Ore 17:00 – Non posso crederci, sto davvero scrivendo mentre sto in fila (effiladellamadonna) per entrare allo stadio.. giacchè fa caldo io e Ago abbiamo comprato 2 maglie nuove.. NERE.. Abbiamo più condensa di due serre, io di fragole, Ago di bananelle (offcourse)..Hanno aperto da poco i cancelli, e la fila lenta si sgrana verso l’ingresso, forse mi scioglierò prima delle 18..ho voglia della piscina dei Puffi…mi sto impennando, mentre il ciuffo di Ago ha raggiunto già il 2° anello dell’Olimpico.. rapido giro di chiamate con Mortimer che si trova anche lui qui..non ci siamo beccati in tempo, peccato.

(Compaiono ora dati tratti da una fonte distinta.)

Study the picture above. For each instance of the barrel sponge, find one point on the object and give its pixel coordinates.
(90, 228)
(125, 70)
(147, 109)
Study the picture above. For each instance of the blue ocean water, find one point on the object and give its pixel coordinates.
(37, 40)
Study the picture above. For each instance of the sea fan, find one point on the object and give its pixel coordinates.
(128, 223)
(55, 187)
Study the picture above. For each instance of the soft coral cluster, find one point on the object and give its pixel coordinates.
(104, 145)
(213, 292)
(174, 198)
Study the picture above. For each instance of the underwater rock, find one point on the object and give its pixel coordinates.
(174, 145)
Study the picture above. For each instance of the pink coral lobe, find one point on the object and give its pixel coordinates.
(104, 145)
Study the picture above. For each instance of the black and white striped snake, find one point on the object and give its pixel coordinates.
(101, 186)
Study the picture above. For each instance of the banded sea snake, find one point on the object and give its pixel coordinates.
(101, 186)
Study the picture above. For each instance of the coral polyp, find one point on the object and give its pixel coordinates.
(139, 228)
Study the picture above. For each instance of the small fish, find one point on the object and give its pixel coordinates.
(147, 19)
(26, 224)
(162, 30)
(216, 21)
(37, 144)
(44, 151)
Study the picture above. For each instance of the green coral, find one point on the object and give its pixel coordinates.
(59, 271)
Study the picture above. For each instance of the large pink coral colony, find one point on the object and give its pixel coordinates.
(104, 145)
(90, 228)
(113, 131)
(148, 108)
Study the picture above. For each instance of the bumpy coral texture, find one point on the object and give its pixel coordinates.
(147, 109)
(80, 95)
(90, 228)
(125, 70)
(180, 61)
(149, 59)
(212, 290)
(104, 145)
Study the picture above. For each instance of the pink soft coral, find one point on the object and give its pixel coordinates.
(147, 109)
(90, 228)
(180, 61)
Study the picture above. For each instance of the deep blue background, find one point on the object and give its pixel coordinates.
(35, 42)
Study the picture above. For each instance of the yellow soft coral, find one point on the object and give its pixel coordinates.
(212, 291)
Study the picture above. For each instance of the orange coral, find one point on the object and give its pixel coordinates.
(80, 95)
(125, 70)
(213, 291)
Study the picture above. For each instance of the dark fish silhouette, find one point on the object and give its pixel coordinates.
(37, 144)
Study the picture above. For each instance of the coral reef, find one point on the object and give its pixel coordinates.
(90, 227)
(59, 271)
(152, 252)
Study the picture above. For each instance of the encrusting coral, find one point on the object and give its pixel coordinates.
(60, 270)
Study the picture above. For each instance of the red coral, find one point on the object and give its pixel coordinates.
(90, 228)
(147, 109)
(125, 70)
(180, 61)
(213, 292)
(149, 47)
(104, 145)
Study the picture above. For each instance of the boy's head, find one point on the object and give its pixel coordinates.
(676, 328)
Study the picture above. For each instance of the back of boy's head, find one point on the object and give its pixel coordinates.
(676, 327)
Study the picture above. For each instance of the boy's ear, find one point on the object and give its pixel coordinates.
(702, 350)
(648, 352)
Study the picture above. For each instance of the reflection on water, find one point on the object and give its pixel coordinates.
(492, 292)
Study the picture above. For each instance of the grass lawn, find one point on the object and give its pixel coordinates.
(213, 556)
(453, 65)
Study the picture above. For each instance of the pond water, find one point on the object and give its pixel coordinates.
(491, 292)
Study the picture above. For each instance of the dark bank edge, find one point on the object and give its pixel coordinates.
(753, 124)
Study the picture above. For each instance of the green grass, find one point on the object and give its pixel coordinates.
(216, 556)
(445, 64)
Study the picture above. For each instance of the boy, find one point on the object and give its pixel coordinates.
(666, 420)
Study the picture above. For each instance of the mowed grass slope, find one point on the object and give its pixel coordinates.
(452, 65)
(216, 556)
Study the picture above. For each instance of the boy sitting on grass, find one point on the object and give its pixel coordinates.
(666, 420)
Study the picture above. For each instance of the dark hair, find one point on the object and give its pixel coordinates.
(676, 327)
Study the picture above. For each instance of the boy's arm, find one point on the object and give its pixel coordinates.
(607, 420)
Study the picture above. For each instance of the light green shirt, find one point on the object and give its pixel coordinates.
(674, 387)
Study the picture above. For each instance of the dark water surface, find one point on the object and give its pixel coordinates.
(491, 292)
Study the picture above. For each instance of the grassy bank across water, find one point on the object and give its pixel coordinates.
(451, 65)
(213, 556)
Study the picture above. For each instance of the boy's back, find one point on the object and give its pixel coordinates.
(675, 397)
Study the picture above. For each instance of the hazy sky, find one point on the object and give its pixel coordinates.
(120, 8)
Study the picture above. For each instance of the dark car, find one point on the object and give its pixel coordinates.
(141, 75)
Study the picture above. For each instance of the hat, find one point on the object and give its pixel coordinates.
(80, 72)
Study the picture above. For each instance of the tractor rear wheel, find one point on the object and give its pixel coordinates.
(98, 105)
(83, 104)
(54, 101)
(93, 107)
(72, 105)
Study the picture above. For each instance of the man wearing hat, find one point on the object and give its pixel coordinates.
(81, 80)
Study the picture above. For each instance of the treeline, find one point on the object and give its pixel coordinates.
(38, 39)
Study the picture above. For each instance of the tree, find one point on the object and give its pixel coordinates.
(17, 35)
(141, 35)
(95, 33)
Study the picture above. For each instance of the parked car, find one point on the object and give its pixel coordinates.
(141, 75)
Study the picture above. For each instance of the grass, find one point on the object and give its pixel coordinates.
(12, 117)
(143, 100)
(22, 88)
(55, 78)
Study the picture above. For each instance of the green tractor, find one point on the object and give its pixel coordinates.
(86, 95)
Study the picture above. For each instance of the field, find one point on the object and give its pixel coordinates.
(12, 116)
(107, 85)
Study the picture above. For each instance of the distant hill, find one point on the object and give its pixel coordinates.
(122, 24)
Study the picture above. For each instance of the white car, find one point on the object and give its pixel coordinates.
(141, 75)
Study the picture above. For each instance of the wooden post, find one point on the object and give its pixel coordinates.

Scambio qualche sms con Roberta, raccontando un po’ della giornata, mi ha fatto piacere sentirla.
Intorno a me in fila… Sinistra: misto di ragazze con bandana, Destra e Dietro: gruppo di "U2 scettici"… ( ‘ma ssi…ormai non hanno più voce…chi glielo fa fare..dici che siete finiti piuttosto, e ssu, e ggiu…’ )… il pezzo forte sono 5 brasiliani che ballano e canticchiano da un’eternità…Zazuela? naaa…. Meu amigu Charlie Brown?? Antico…. cantano e ballano "The GAT is on the table". Dicono proprio "GAT"…sono più crudeli di questo sole, mi scappa di dirlo ad alta voce e faccio crepare di risate un tipo davanti a me che pare Califano..intanto, crudele o no, il sole tira ceffoni paurosi, agostino ha perso 4 taglie (di reggiseno).
17:55 – Benone, siamo dentro..il colpo d’occhio è mozzafiato, il palco è delimitato da due torri rigate in rosso e nero sormontate da maxischermi, al centro una cascata di ferro traforato minaccia giochi di luce eccezionali. Arriva un altro sms di Ada: ordigno a Santiago di Compostela, proprio ieri in pizzeria parlavamo di andarci…sono le 18 precise, Agostino col binocolo si sgranocchia la vista del palco, io ridacchio pensando alle minchiate urlate da Roberto per sfottere Ago mentre telefonava a Laura… "Quaaaa!! Quaaa!! … Ti voglio!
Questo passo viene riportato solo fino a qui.